History

Company history

It is with pleasure and some pride that we look back on a long and successful company tradition. It all started in 1864, when Johann Nepomuk Kuhn, a master organ builder, settled in Männedorf and founded his own company. A native of southern Germany, he had completed his training near Weigle in Stuttgart. He first saw the shores of Lake Zurich in 1863, when he came as an employee of Eberhard Friedrich Walcker to build a new organ for the church in Männedorf. He was so taken by the region that he decided to stay and set up his own company.

First major assignments

Within the space of a few years, Kuhn had made a name for himself and began to acquire major orders, such as one for a concert hall organ at the Tonhalle in Zurich (1872). Other highlights in his career included prestigious commissions to build the organs in St. Gallen cathedral (1875) and the superb Minster in the old town of Zurich (1876).

In terms of sound and technology, Johann Nepomuk Kuhn was very much indebted to the age he lived in and the traditions of his southern German origins. He only built mechanical cone chest organs. To make its larger instruments easier to play, the company used the Barker lever or «pneumatique», as it was generally referred to then. In keeping with the fashion of the times, Nepomuk’s organ cases were usually neo-Gothic, but he was also careful to integrate other revivalist styles.

Blossoming development

After Nepomuk‘s death, his only son, Carl Theodor, took over management of the company in 1888. He had completed his musical training at the School of Music in Zurich and learned the craft of organ building in his parents‘ workshops. In order to further his education, he spent his journeyman years travelling and working in France, Germany and North America. The importance of an international approach, then, was recognized at Kuhn from very early in its history. Theodor was especially impressed by the work of Cavaillé-Coll, which led later to his decision to open subsidiaries in France, first at Bellegarde and Nancy, then at Lyon. Thanks to a combination of expert craftsmanship and commercial foresight, the House of Kuhn prospered.

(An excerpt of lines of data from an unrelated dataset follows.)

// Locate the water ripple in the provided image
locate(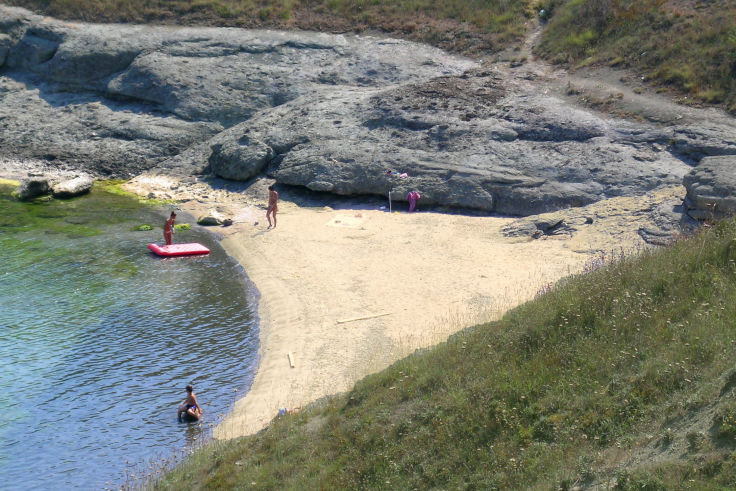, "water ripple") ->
[0,201,257,490]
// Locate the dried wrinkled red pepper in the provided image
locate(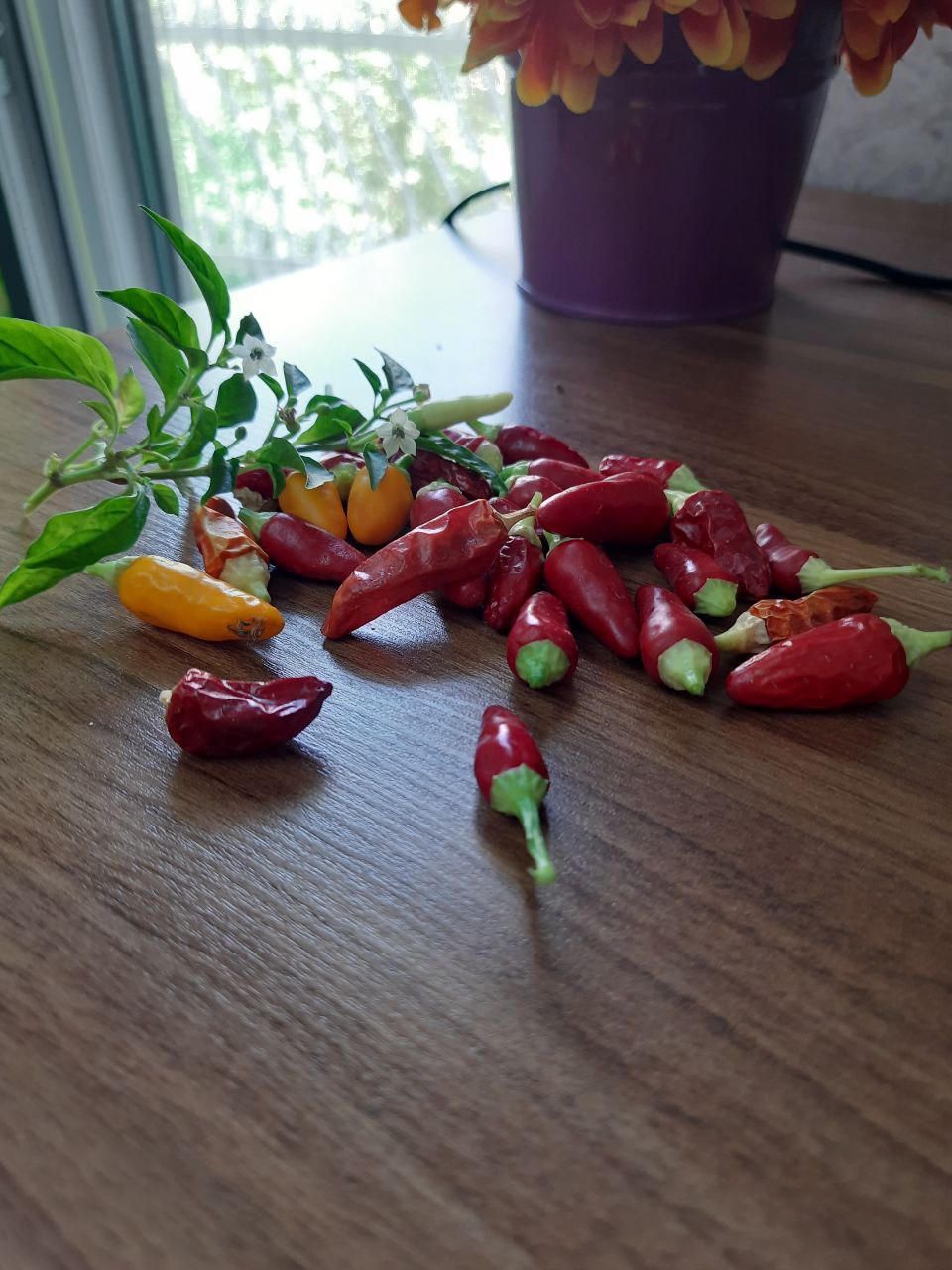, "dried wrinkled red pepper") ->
[754,523,948,595]
[473,706,556,886]
[715,586,879,653]
[667,489,771,599]
[239,508,366,581]
[543,539,639,658]
[727,613,952,710]
[160,668,332,758]
[505,590,579,689]
[654,543,738,617]
[538,476,669,546]
[635,586,717,696]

Theodor Kuhn‘s «organ factory»

Around the turn of the century, the craft of organ building was developing at breakneck pace. Industrialization had changed the face of labour. Smoking factory chimneys were status symbols to be proud of and even graced letterheads. It is no wonder, then, that Theodor Kuhn pushed on with technological development, particularly the switch to instruments with pneumatic action. As was normal for his time, he even registered a number of patents.

The founding of a limited company

The First World War plunged the world economy into crisis, and Theodor Kuhn was forced to close his branches abroad. In order to secure the enterprise‘s future, he founded the present-day limited company in the year before his death. He also displayed an acute sense of social responsibility, and at the first annual General Meeting, successfully established a support fund for the workers and employees of his company. Even today, the model of this fund remains the backbone of the company’s outstanding staff pension fund. Theodor’s social conscience was also reflected in his foundation for the training of socially disadvantaged apprentices, which still exists today and is administered by the community of Männedorf.

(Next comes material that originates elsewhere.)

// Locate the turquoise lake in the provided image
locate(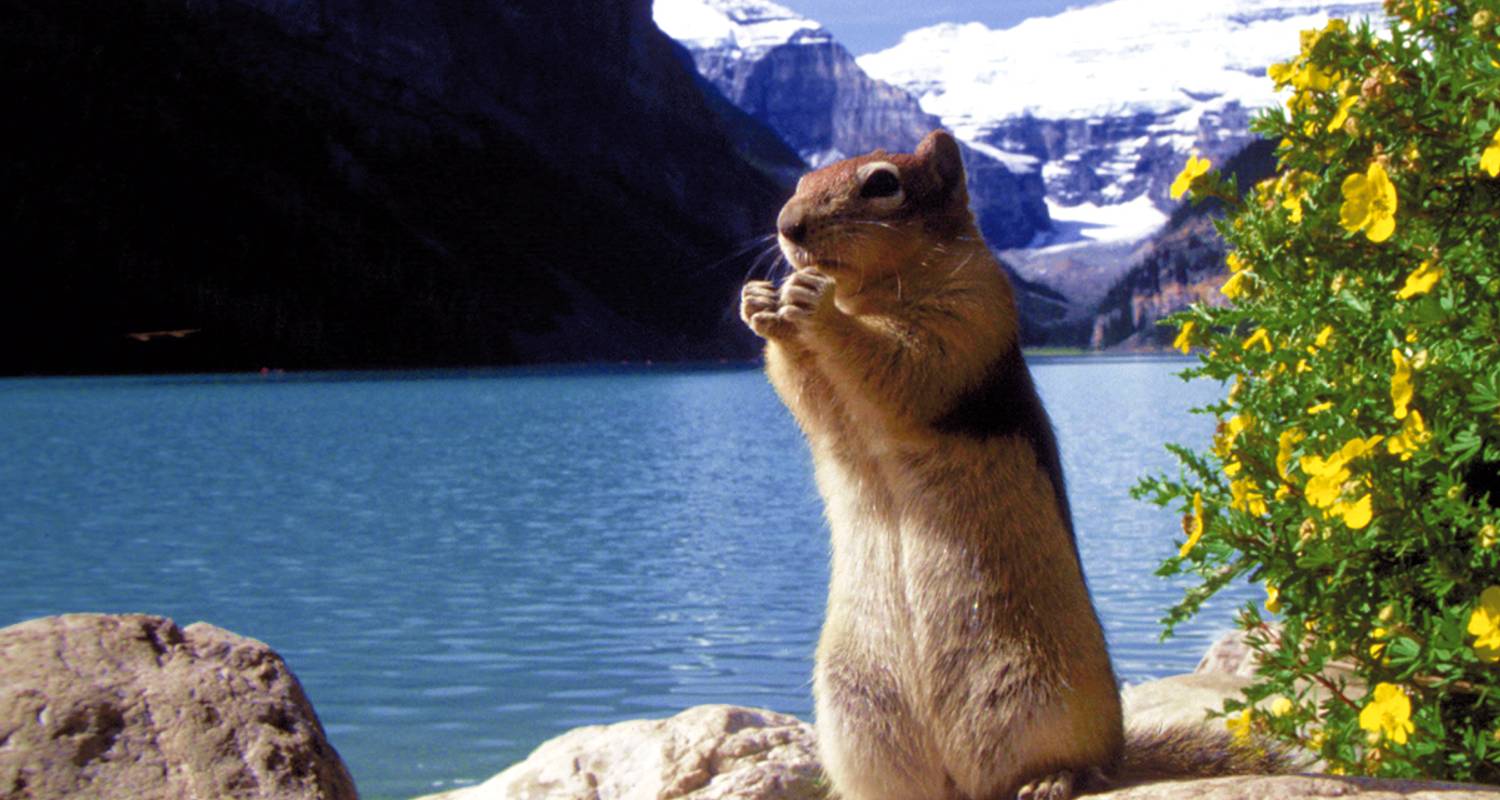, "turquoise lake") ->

Going with the «Orgelbewegung»

In its new form, «Orgelbau Th. Kuhn AG» not only had to survive the hardships of depression in the 1930s but also yet further developments in technology and sound, particularly the demands of the «Orgelbewegung», a «renaissance» of the Baroque art of the organ in the 17th and 18th centuries. One of the highlights in Kuhn’s history during this period was the restoration of the organ in Berne cathedral in 1930. Here, pneumatic stop channel chests were abandoned for the first time ever: the pipework stood on tried-and-tested slider chests.

A trendsetter by tradition

Kuhn never abandoned its leaning towards the Romantic, keeping it alive at a time when demand was almost exclusively for neo-Baro-que organs. The general trend towards – or, more correctly, back – to the symphonic con-cept in the 1980s confirmed our conviction that it was right not to give up the swell organ or the Romantic concepts of sound. And when the popular ideal of the way an organ should sound began to coincide with our own, we were perfectly prepared.

Organ research

Since the late 1970s, our company has turned its sights increasingly to the scientifically based restoration of valuable organs of all epochs and, in the process, has created an international name for itself. In the very recent past, we have been putting strong emphasis on innovation, with a view towards further developing and perfecting the traditional art of organ building.

«Chronicles are written only by those for whom the present is important.» (Goethe)

The fact we cherish our traditions has nothing to do with nostalgia: the present is much too vibrant and exciting for that. Nevertheless, our company‘s history bears the stamp of values which are important to us and which we continue to cultivate. Tradition and innovation go hand in hand. And in this sense, we should like to go on writing history for a long time to come.